Links for Thursday, April 24, 2008

  • John Dvorak: Vista’s 11 Pillars of Failure – “You get the sense that Microsoft just piles code on top of code and somewhere in the middle of it all is MS-DOS 1.0.
  • NPR: Home Prices Drop Most in Areas with Long Commute – “Recent studies suggest that buyers underestimated the costs of their long commutes. Those expenses can add up to more than the buyers saved on the home.
  • Steven Pearlstein: The Bottom Is Up Ahead – “What if, for the better part of a decade, the United States had been living way beyond its means, consuming more than it produced and investing more than it saved? What if China and Taiwan and Saudi Arabia and even Japan were willing to finance that trade deficit on easy terms because it allowed them to peg their currencies to the dollar in a way that generated higher job creation and economic growth in their home markets?

The Great Email Burndown of 2008

I’ve been suffering under the weight of an overfilled work inbox for far too long. Although I would do my best to stay on top of things, it has been a challenge to simply keep up, let alone make any headway. Far too often, I run into someone at a conference and they will say “I sent you an email.” I then have to switch in to apology mode and tell them that I’ve been drowning in email (which is the truth).

I decided against email bankruptcy. The situation isn’t that hopeless, and these are all business contacts. It would be rude, unprofessional, and counterproductive to simply throw them out and start over.

Instead, I decided to devote more of my time to working through the backlog and (just as important) to start tracking my progress on a daily basis. Like losing weight (another project for this year) getting caught up with your email is a long process, not something that can be taken care of overnight.

So, on March 31st I recorded the number of messages in my inbox at the start of the day, did my best to get the ending point, below the starting point, and iterated day by day.

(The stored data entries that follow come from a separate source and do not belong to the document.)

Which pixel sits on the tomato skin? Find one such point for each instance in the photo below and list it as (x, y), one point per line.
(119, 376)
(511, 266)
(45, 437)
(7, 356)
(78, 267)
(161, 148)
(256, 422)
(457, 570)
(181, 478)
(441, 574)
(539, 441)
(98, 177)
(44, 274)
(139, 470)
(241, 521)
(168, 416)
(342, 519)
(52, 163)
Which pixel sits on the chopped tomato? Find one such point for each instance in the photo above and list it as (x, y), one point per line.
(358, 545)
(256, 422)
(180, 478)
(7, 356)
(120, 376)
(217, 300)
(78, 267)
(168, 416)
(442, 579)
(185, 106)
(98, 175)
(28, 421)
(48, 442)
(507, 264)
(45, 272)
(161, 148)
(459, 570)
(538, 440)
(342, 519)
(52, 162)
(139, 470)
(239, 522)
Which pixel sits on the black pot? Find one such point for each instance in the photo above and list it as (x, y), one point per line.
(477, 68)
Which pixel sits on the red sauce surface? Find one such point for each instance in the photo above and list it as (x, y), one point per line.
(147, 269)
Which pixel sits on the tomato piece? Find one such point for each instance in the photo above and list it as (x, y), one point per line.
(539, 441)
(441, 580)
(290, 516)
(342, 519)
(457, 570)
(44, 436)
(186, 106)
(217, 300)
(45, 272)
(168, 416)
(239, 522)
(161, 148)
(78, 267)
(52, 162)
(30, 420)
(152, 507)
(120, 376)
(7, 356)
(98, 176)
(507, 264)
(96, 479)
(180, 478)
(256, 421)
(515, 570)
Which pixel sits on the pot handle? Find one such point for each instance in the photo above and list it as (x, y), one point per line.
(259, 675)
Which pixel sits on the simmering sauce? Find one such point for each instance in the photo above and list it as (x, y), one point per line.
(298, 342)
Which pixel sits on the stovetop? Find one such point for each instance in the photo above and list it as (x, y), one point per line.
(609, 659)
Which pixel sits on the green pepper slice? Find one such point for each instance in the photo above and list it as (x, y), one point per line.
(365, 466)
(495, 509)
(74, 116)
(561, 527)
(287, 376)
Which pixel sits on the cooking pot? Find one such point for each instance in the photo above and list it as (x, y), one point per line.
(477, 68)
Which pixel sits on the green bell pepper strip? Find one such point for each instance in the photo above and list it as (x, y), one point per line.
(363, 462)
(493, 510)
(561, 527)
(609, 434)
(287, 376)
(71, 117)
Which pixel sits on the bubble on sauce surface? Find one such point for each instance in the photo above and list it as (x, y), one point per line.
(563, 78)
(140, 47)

I had 1,941 things in my inbox at the beginning of the day and 1,873 in the day. This is the net progress, which includes the dozens of emails which show up and are processed during the day. I’ve been making good headway day by day and am now down to 1,334 messages. In about 2 weeks I have chewed through about 31% of my inbox. Here’s my record:

It turns out that tracking my progress (or lack thereof) on a daily basis is key. I used a Google Docs Spreadsheet so that I could get to the same data from the office, my home, or on the road (cloud computing, what a great concept ;-) .

Note that processed means that I have done as much as I possibly can to move the message forward. It doesn’t mean that I turned the message into a TODO item or that I moved it into a different folder for some later time which will never come. The message has been handled or it doesn’t count.

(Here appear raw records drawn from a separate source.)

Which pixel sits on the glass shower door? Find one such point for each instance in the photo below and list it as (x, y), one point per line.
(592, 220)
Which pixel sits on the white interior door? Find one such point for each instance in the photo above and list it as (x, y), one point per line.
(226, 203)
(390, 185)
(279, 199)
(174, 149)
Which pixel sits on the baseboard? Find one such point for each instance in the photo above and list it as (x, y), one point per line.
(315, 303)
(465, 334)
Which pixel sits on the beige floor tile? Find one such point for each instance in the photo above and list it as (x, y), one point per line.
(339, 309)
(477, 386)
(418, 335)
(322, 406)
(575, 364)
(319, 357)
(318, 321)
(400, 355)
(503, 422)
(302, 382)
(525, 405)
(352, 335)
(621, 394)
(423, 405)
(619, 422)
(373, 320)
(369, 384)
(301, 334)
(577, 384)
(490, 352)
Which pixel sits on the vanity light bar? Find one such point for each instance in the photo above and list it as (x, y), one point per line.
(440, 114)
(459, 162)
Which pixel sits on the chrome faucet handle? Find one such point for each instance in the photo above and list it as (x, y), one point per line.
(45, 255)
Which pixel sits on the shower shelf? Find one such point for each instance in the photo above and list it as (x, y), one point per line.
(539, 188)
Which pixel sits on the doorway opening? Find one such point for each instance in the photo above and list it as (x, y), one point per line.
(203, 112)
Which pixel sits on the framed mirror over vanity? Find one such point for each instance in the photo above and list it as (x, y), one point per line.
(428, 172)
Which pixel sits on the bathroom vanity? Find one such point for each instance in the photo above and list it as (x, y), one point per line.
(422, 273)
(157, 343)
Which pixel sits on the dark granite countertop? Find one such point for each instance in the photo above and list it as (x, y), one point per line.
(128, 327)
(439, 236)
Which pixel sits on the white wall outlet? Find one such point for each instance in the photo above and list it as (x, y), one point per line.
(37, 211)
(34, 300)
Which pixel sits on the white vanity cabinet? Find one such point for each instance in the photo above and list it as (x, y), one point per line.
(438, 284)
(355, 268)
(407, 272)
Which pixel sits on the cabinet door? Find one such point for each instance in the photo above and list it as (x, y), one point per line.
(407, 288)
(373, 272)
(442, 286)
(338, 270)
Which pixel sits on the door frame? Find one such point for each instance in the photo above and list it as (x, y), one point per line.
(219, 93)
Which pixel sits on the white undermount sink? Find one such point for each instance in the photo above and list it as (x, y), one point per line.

After I get my work inbox under control, I will start on my personal inbox. There are 3500 messages and the oldest one is from November of 2005. I may try the Mail Trends tool that I found in Life Hacker.

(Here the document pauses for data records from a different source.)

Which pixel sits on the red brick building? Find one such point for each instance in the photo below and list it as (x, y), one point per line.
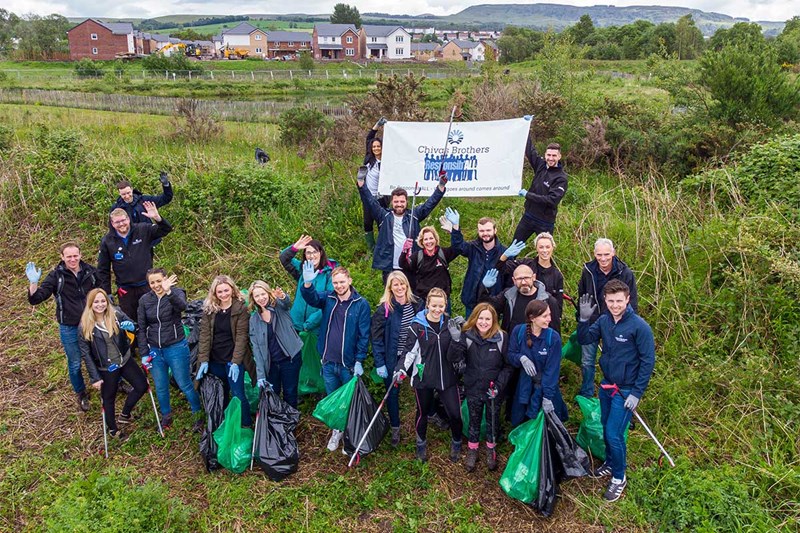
(100, 40)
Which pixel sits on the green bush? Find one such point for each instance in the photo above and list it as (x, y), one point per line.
(116, 503)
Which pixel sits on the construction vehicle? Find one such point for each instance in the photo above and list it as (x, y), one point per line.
(235, 53)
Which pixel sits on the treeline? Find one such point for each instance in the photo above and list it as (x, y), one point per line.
(643, 39)
(153, 24)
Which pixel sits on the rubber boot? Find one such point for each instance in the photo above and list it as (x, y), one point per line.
(455, 451)
(369, 237)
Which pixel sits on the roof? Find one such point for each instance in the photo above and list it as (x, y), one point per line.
(424, 47)
(326, 29)
(286, 36)
(380, 31)
(244, 28)
(117, 28)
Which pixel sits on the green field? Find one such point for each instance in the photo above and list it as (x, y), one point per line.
(716, 259)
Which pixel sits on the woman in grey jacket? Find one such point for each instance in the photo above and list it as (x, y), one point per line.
(276, 344)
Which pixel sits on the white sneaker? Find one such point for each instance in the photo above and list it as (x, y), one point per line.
(333, 442)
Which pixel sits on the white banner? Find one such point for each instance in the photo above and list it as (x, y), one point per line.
(483, 158)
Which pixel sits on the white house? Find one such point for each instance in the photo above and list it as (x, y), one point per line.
(385, 42)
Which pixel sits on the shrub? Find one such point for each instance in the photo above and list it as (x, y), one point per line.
(116, 503)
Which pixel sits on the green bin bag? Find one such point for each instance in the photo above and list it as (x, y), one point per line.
(335, 407)
(465, 420)
(572, 350)
(520, 479)
(311, 381)
(590, 432)
(235, 443)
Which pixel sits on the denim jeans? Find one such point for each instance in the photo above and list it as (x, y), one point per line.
(236, 387)
(615, 419)
(284, 376)
(335, 375)
(176, 358)
(69, 339)
(588, 358)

PS – Don’t email me to congratulate me; that would wreck my statistics!

Links for Monday, April 14, 2008

  • Alex Iskold: The American Dream: 17 Years of Engineering Software – “The final project was to write an editor in Assembly 8086; and for over three weeks I was trying all possible combinations of letters and digits that could make the program run. I got it, but it was really like monkeys typing Shakespeare.
  • Me: Storage Space, The Final Frontier – “I am excited to be able to tell you about an entire new feature, a feature so new that it doesn’t even have a proper name, and that you can’t use just yet. But you can read about it and you can start thinking about the best way to incorporate it into your system architecture.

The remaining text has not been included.